Steve Scarsone describes his first major league call-up vividly, as if nowhere near 20 years have passed. His manager at Triple-A Scranton/Wilkes-Barre called him in after a May game in Richmond and, stone-faced, began chiding him for a high relay throw. That kind of thing, the manager insisted, wouldn't fly in Philadelphia.
"He said, 'You'd better clean that up, because you're going to the big leagues tomorrow,' " Scarsone recalled. "I'd say I remember it."
He's curious now to experience that type of exchange from the other side of the desk. Scarsone, 46, was named the new manager of the River Cats on Wednesday, becoming the fifth manager in the team's history.
Scarsone, who managed the Double-A Midland affiliate of the Oakland A's the past two seasons, replaces Darren Bush, who was named Oakland's bullpen coach last month after guiding the River Cats to back-to-back division titles.
"It's something I'm obviously excited about," Scarsone said by phone. "It's a great winning atmosphere there. They've got a great reputation, not only on the field but off the field with the front office and the ownership group there."
It will be Scarsone's fifth season managing in the A's system. He spent 2009 at Class-A Kane County and 2010 at High-A Stockton before managing Midland in 2011 and 2012, compiling a total record of 277-281.
"I'm pretty traditional," Scarsone said of his managing style. "I try to teach the game, try to teach the ways of doing what you have to do to not only succeed as a player but as a team.
"The last couple years in Midland we didn't quite put together the games that we hoped to, but as we saw guys coming up to Sacramento, I think they've been able to do well."
Scarsone, who played parts of seven major league seasons, including four with the Giants, also managed two years in the Arizona Diamondbacks' system in 2001-02 before stepping away from baseball for six years to spend more time with his wife and children, who were then in elementary school.
Eventually, Scarsone said, "the bug got back in me." He was working in real estate in Phoenix at the time.
"The funny line is I got back into baseball for the stability," Scarsone said.
As a player, Scarsone also spent all or part of 11 seasons in the minors experience he said he can draw on managing a level below the big leagues, where players may either be hoping for a call-up or smarting from a demotion.
Scarsone said he has "been warned" about possible roster instability. The River Cats finished a Pacific Coast League-best 86-58 last season despite making 173 roster moves, as the A's have proved open to promoting promising minor leaguers.

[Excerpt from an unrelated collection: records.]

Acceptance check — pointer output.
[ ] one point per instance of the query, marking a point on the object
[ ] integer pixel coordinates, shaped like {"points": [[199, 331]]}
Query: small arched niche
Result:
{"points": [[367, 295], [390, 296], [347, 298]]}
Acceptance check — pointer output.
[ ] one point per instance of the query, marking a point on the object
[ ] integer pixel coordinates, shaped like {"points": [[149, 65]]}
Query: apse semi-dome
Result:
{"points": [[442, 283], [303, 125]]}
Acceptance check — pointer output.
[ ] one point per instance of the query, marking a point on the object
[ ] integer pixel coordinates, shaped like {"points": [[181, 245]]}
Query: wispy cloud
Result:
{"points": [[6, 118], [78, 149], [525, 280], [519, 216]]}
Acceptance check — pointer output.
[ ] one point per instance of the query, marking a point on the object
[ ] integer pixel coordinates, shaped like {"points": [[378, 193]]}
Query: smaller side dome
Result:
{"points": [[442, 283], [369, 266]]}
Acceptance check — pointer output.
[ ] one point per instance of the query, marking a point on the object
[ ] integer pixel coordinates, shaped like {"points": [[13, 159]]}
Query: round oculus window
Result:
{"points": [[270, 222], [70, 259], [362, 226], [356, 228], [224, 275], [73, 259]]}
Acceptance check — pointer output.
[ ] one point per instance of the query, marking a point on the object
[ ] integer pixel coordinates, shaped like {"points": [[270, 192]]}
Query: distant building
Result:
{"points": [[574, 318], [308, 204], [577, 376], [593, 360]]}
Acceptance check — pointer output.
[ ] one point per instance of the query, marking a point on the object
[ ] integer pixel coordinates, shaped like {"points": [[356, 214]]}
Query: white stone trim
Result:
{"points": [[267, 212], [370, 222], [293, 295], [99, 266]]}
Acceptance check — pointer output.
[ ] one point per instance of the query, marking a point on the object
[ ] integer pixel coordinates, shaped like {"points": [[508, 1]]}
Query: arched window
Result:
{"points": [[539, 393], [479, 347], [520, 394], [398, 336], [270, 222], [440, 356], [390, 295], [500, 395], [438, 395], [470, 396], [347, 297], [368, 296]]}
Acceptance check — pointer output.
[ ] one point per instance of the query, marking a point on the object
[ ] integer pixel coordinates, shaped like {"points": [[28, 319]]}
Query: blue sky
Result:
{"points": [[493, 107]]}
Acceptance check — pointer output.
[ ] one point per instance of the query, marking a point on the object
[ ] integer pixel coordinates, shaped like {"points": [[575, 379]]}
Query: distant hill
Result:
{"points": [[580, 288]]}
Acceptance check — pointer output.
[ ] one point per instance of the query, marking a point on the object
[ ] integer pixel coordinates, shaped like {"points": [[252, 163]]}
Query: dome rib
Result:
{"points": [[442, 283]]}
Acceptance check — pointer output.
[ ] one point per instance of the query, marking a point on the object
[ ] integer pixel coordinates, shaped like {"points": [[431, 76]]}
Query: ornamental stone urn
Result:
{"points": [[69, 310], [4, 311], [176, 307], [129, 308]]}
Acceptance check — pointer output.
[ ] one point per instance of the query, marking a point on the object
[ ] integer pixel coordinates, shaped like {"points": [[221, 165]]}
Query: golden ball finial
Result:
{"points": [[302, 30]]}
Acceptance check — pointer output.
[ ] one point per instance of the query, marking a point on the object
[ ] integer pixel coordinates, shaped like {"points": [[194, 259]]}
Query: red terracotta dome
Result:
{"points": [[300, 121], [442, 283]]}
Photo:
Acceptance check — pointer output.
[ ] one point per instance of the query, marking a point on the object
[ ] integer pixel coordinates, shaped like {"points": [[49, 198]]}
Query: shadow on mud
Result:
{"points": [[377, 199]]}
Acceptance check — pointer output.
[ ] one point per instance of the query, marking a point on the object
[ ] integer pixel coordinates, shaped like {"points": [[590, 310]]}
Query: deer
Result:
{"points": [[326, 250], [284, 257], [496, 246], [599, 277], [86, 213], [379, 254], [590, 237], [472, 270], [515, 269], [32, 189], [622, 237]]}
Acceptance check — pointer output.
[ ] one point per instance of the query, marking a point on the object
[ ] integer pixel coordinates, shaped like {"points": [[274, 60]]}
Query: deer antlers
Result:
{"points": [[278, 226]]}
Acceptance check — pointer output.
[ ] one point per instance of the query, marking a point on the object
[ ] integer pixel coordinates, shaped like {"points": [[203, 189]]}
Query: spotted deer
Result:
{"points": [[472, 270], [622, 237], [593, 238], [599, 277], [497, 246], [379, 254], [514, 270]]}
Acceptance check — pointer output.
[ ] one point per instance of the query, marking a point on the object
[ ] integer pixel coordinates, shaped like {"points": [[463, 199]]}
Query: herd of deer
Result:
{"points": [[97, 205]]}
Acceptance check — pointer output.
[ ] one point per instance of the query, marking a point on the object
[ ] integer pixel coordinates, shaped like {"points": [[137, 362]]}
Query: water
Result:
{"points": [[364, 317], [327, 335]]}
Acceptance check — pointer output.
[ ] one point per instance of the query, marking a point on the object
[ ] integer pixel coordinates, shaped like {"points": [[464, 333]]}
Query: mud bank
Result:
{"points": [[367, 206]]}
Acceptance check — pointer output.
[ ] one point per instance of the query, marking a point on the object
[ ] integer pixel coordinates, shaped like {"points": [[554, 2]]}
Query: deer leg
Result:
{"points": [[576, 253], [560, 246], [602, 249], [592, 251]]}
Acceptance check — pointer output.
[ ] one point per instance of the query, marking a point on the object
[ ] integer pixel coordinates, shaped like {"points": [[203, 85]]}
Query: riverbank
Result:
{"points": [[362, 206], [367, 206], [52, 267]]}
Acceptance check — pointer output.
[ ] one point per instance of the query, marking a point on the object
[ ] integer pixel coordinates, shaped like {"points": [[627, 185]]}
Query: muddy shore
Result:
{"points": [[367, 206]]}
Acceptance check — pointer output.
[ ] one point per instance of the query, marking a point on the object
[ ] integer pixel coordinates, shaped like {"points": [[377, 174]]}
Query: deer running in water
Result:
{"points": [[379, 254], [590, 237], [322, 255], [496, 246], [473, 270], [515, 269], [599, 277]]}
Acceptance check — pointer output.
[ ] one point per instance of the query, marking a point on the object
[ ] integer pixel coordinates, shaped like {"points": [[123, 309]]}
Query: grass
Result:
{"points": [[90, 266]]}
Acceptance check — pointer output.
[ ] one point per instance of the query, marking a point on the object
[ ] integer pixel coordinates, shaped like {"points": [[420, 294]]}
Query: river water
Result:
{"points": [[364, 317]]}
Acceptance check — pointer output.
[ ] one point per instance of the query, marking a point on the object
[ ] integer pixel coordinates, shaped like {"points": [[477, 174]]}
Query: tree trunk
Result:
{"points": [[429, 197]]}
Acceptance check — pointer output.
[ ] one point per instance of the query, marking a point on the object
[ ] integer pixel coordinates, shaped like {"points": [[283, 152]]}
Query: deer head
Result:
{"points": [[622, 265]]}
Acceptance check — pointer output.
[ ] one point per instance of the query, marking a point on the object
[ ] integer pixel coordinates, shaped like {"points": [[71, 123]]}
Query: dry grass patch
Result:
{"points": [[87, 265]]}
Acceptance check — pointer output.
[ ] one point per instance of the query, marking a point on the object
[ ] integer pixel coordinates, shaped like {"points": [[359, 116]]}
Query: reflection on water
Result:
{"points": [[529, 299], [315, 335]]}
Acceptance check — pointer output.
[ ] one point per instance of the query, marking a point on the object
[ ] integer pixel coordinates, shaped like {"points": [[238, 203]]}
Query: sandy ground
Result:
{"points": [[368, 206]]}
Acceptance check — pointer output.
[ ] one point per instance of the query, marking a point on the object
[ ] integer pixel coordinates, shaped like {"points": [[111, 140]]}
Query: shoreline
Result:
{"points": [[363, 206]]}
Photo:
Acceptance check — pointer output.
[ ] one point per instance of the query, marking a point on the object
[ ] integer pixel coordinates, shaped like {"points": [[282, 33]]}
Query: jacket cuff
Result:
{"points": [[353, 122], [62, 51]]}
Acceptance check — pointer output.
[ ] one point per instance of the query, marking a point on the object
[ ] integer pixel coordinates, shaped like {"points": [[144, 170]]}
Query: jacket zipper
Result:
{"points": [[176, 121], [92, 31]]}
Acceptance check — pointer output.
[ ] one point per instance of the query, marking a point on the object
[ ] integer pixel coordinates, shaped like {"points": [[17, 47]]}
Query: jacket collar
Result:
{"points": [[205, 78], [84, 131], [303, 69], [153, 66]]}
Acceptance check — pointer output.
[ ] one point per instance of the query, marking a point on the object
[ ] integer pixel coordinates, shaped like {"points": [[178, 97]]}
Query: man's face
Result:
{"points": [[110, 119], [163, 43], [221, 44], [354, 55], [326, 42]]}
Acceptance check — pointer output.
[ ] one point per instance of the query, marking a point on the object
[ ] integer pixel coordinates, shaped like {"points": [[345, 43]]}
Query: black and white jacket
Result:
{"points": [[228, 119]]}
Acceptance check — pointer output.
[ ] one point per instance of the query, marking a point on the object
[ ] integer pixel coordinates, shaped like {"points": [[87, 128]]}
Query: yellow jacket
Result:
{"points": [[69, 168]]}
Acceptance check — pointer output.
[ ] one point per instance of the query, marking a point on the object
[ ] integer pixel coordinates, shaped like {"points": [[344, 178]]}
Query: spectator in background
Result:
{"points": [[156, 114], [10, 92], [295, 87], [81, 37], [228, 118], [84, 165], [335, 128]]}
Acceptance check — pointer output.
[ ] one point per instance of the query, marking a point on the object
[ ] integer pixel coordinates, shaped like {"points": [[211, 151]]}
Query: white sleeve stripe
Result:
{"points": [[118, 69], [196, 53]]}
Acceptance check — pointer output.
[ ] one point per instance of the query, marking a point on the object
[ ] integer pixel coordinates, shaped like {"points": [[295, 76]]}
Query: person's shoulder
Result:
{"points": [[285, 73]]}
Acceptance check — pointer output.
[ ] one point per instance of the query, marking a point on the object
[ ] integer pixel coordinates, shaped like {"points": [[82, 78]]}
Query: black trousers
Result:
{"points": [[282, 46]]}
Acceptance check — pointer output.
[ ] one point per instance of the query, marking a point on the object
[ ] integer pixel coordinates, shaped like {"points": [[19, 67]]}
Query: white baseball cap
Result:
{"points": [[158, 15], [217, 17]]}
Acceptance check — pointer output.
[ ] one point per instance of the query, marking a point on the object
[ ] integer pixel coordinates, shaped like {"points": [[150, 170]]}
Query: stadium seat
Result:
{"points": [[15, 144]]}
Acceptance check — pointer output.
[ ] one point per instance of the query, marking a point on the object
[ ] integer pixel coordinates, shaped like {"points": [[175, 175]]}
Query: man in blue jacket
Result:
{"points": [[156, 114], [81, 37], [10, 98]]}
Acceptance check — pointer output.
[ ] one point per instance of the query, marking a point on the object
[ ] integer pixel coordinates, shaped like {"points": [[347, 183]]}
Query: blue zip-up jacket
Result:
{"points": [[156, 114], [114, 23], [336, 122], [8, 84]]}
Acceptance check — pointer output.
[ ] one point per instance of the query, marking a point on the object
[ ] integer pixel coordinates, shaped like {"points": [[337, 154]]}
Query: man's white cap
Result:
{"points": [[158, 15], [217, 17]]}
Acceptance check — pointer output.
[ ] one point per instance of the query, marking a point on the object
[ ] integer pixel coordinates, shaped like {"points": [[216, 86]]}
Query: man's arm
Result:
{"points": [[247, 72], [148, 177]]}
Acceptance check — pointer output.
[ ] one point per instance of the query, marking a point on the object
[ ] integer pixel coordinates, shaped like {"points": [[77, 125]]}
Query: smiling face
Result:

"It's just the way that Oakland does things," Scarsone said. "We've got to be prepared for a move at any time. I think that's one of the reasons why they've had success in Sacramento on a regular basis is because every player on that roster knows that he's got an opportunity to make it to the big leagues."
Keith Lieppman, Oakland's director of player development, said in a statement that the A's "are pleased to promote Steve to Sacramento after exhibiting outstanding leadership and development skills at the minor league level.
"He not only has shown good leadership qualities as a manager but also is a proven teacher and instructor. We believe he will carry on in the fine tradition of the outstanding young managers that have led the River Cats throughout their history."
The A's also announced that Rick Rodriguez, bullpen coach in Oakland the past two seasons, will rejoin the River Cats as pitching coach, a role Rodriguez previously held in Sacramento in 2000-02 and 2004-10.
Scott Emerson, the River Cats' pitching coach since 2011, was named the A's minor league roving pitching instructor. Greg Sparks will return for his second season as the River Cats' hitting coach.